1945 kehrte sie zu ihrer Familie auf den Bauernhof in der Lüneburger Heide zurück und führte dort die Land- und Gastwirtschaft. Über Bekannte lernte sie ihren späteren Ehemann, Andreas Denecke, kennen. 1955 heirateten sie, da war Irene Denecke 45 Jahre alt. "Es ist für mich nach wie vor ein ganz besonderes Geschenk, zu erleben, wie sehr ich mit meinem Mann zu einem vertrauten Verhältnis und zu Geborgenheit gefunden habe", sagt sie. "Wir haben jeden Tag mit Freuden auf einander gewartet." Das Ehepaar zog nach Ahrensburg, seitdem wohnt sie in der Schlossstadt. 1977 starb ihr Mann.
Aus ihrem kleinen Einfamilienhaus hat sie dann in Eigenregie mit einem Architekten zusammen ein Mehrfamilienhaus gebaut. Lange hat sie dort noch gewohnt, bis sie 1992 in den Rosenhof zog. Ein Sturz in ihrer Kindheit führte dazu, dass im Alter ihre Hüfte erkrankte, vor zwei Jahren kam eine weitere Erkrankung dazu. Doch das ist der munteren und lebensfrohen Dame nicht anzumerken, auch nicht, dass sie nur noch schlecht sehen kann. Wenn sie Schmerzen hat, greift sie nicht zu Medikamenten, sondern wendet sich mit Hilfe von Atemübungen ab.

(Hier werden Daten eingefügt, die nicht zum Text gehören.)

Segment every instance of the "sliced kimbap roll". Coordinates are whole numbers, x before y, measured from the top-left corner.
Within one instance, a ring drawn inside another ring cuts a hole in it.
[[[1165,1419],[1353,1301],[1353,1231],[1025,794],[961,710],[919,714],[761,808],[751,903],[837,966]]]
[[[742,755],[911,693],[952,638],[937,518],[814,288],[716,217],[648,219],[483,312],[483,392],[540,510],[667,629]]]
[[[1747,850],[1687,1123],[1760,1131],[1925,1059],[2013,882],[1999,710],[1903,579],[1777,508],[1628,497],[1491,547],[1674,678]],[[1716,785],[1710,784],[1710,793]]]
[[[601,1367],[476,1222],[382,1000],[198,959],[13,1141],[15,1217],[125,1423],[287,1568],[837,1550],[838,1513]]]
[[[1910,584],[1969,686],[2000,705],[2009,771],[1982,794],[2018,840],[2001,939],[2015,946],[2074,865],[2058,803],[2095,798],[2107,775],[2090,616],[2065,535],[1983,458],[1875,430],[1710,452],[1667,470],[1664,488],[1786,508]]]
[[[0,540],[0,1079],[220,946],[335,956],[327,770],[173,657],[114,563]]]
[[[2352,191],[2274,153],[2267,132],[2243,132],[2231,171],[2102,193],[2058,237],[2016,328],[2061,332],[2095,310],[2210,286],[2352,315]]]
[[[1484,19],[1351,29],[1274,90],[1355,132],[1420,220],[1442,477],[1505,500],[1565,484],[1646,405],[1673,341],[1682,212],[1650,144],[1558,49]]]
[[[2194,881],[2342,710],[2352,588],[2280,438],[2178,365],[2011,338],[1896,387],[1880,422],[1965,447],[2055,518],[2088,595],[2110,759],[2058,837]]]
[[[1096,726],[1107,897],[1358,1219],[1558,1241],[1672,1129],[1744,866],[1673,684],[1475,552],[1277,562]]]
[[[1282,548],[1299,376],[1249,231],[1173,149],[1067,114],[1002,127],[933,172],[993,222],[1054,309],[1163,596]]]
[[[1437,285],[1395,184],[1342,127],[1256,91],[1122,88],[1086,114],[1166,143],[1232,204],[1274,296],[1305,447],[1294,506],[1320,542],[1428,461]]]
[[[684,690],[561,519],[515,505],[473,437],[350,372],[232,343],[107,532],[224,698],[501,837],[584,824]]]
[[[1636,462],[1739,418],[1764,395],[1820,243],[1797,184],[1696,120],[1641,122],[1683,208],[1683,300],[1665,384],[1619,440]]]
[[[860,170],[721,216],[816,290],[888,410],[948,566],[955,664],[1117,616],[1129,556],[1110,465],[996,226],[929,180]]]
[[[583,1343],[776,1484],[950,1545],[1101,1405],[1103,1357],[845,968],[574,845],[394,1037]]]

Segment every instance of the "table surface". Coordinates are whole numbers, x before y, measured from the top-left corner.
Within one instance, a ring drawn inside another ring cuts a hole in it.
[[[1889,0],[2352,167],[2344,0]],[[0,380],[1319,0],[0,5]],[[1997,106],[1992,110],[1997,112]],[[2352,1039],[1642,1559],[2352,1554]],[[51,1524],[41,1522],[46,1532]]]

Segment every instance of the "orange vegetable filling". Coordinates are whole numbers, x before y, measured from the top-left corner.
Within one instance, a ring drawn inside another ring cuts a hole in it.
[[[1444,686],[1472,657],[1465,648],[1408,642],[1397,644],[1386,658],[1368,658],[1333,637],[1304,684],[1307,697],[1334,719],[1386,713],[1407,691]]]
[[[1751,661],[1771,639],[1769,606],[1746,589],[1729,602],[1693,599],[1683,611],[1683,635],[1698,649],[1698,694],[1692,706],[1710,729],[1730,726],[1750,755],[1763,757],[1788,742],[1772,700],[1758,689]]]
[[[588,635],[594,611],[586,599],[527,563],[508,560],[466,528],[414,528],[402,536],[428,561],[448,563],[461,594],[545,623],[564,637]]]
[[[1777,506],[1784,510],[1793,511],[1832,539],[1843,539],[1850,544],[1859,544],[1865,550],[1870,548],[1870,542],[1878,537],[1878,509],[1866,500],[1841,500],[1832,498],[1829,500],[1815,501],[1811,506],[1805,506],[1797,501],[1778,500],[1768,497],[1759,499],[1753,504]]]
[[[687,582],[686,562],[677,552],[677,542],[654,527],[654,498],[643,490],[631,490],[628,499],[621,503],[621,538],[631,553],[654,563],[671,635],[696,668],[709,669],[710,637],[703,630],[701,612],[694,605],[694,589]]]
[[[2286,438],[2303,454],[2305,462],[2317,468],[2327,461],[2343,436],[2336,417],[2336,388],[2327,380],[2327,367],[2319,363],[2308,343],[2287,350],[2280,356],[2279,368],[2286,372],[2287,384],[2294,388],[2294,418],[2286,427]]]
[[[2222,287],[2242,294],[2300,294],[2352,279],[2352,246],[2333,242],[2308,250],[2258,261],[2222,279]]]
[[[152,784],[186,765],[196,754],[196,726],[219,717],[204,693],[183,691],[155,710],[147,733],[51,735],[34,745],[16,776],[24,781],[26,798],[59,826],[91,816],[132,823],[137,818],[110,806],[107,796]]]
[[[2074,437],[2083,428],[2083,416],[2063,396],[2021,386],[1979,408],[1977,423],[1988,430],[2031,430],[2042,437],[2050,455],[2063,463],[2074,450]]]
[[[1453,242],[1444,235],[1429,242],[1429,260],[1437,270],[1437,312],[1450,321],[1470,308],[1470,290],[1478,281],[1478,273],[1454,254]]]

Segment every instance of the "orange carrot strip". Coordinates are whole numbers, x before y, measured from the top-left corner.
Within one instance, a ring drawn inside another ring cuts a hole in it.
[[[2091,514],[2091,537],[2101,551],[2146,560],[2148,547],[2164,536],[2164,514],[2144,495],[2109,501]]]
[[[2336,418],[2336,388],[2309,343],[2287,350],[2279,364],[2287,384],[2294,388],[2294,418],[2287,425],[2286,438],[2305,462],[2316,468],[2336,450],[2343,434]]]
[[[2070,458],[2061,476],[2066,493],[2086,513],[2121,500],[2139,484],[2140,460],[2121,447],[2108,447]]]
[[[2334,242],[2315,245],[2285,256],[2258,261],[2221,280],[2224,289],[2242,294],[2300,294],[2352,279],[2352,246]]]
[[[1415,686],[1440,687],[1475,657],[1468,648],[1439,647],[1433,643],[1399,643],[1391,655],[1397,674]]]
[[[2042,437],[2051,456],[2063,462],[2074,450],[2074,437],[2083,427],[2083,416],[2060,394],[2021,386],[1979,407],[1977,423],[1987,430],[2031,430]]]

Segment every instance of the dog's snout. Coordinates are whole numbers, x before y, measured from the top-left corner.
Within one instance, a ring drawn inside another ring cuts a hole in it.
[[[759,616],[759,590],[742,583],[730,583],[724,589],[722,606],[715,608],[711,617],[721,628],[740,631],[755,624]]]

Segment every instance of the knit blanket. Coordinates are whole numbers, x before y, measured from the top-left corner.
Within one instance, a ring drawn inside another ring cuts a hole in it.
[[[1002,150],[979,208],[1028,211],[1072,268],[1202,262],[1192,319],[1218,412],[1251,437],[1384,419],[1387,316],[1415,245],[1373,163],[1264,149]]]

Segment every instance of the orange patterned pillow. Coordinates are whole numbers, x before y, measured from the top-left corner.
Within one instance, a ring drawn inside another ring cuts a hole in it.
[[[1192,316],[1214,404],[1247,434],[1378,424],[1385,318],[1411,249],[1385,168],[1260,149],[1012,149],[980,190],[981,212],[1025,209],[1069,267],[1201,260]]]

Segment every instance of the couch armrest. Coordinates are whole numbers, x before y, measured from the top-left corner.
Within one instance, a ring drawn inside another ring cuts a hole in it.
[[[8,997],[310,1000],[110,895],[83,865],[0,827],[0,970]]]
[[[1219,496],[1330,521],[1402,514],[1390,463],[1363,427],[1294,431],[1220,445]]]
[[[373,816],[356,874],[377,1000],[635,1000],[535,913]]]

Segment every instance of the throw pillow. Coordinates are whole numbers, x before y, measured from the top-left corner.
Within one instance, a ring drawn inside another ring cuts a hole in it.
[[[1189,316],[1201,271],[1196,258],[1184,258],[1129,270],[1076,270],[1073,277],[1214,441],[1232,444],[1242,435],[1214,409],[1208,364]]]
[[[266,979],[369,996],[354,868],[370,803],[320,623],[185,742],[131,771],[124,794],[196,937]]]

Ein bisschen bedauert Irene Denecke, dass sie durch ihre erkrankte Hüfte nicht mehr so beweglich ist und bedingt durch den Rollstuhl schwerer Kontakt zu ihren Mitbewohnern findet. Doch sie wäre nicht Irene Denecke, wenn sie nicht eine Lösung finden würde: "Ich habe mir angewöhnt, den Leuten direkt ins Gesicht zu sehen - schon reden sie auch wieder mit mir." Und wenn sie einen in ihrem elektronischen Rollstuhl ganz selbstständig beim Gang durch die Flure des Hauses begleitet, ist von Bedauern nicht viel zu spüren, sondern einfach nur von Lebensfreude.